Pages are a logical concept, so Page Cache is on par with the file system;
Blocks are a physical concept, so buffer cache is on par with block device drivers.
The common purpose of Page Cache and buffer cache is to accelerate data I/O:
When writing data, it is first written to the cache, marking the written pages as dirty, and then flushing to external storage, which is the write-back mechanism in caching (another method is write-through, which is not used by Linux by default);
When reading data, it first reads from the cache; if there is a miss, it reads from external storage and adds the read data to the cache. The operating system always actively uses all free memory as Page Cache and buffer cache, and when memory is insufficient, it will also use LRU and other algorithms to evict cached pages.

Before the Linux 2.4 kernel version, Page Cache and buffer cache were completely separate. However, since block devices are mostly disks, and data on disks is often organized through file systems, this design led to much data being cached twice, wasting memory.
Therefore, after the 2.4 kernel version, the two caches were nearly merged: if a file's pages are loaded into Page Cache, then the buffer cache only needs to maintain pointers to the blocks pointing to the pages. Only those blocks that do not have file representations or are directly operated on (such as the dd command) will actually be placed in the buffer cache.
Thus, when we refer to Page Cache now, we generally refer to both Page Cache and buffer cache together, and this article will no longer distinguish between them, directly referring to them as Page Cache.
The following diagram roughly illustrates a possible structure of Page Cache in a 32-bit Linux system, where the block size is 1KB and the page size is 4KB.

Each file in Page Cache is a radix tree (essentially a multi-way search tree), where each node in the tree is a page. The page can be quickly located based on the offset within the file, as shown in the diagram below. For more information on the principles of radix trees, you can refer to the English Wikipedia; it will not be elaborated here.
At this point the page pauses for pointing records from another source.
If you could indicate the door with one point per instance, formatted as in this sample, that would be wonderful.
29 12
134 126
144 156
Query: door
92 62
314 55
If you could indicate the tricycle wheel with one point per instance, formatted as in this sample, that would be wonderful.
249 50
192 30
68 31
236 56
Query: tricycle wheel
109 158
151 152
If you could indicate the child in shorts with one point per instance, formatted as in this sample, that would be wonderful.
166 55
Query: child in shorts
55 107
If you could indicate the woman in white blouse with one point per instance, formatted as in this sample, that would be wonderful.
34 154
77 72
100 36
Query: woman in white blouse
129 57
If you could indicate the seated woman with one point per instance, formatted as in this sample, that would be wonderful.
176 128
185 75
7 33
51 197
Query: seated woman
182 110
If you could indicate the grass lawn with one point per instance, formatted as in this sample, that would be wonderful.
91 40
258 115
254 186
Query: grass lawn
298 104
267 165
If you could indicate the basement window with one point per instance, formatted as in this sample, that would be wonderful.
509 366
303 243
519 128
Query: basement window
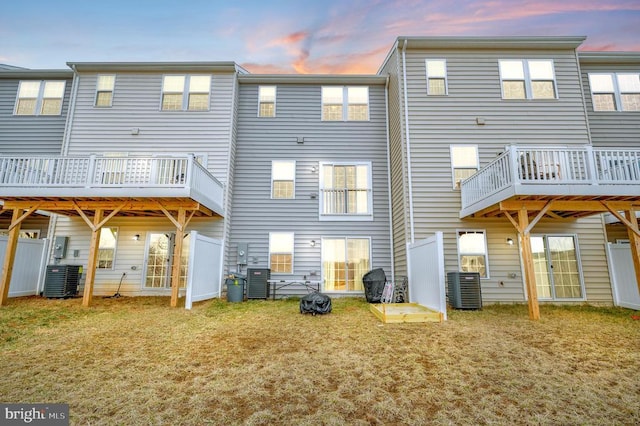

Page Cache and Read-Ahead#

The operating system provides a read-ahead mechanism (PAGE_READAHEAD) for the read caching mechanism based on Page Cache. An example is:

The user thread only requests to read data from file A on disk in the range of offset 0-3KB. Since the basic read/write unit of the disk is a block (4KB), the operating system will read at least 0-4KB of content, which fits perfectly into one page.
However, due to the principle of locality, the operating system will choose to load the disk blocks offset [4KB,8KB), [8KB,12KB), and [12KB,16KB) into memory, thus additionally requesting 3 pages in memory.
The diagram below represents the operating system's read-ahead mechanism:

In the diagram, the application program uses the read system call to read 4KB of data, but the kernel uses the readahead mechanism to complete the reading of 16KB of data.

Page Cache and Consistency & Reliability of File Persistence#

Modern Linux's Page Cache, as its name implies, is a memory cache for pages (of disk) and can be used for both read and write operations.
Any system that introduces caching will encounter consistency issues: the data in memory may not match the data on disk, such as the common consistency issues between Redis cache and MySQL database in backend architectures.
Linux provides various mechanisms to ensure data consistency, but whether it is consistency between memory and disk on a single machine or consistency issues among nodes 1, 2, and 3 in distributed components, the key to understanding is the trade-off: throughput and data consistency guarantees are contradictory.
First, we need to understand the data of a file. File = Data + Metadata. Metadata describes various attributes of the file and must also be stored on disk. Therefore, ensuring file consistency actually involves two aspects: data consistency + metadata consistency.

The metadata of a file includes: file size, creation time, access time, owner and group information, etc.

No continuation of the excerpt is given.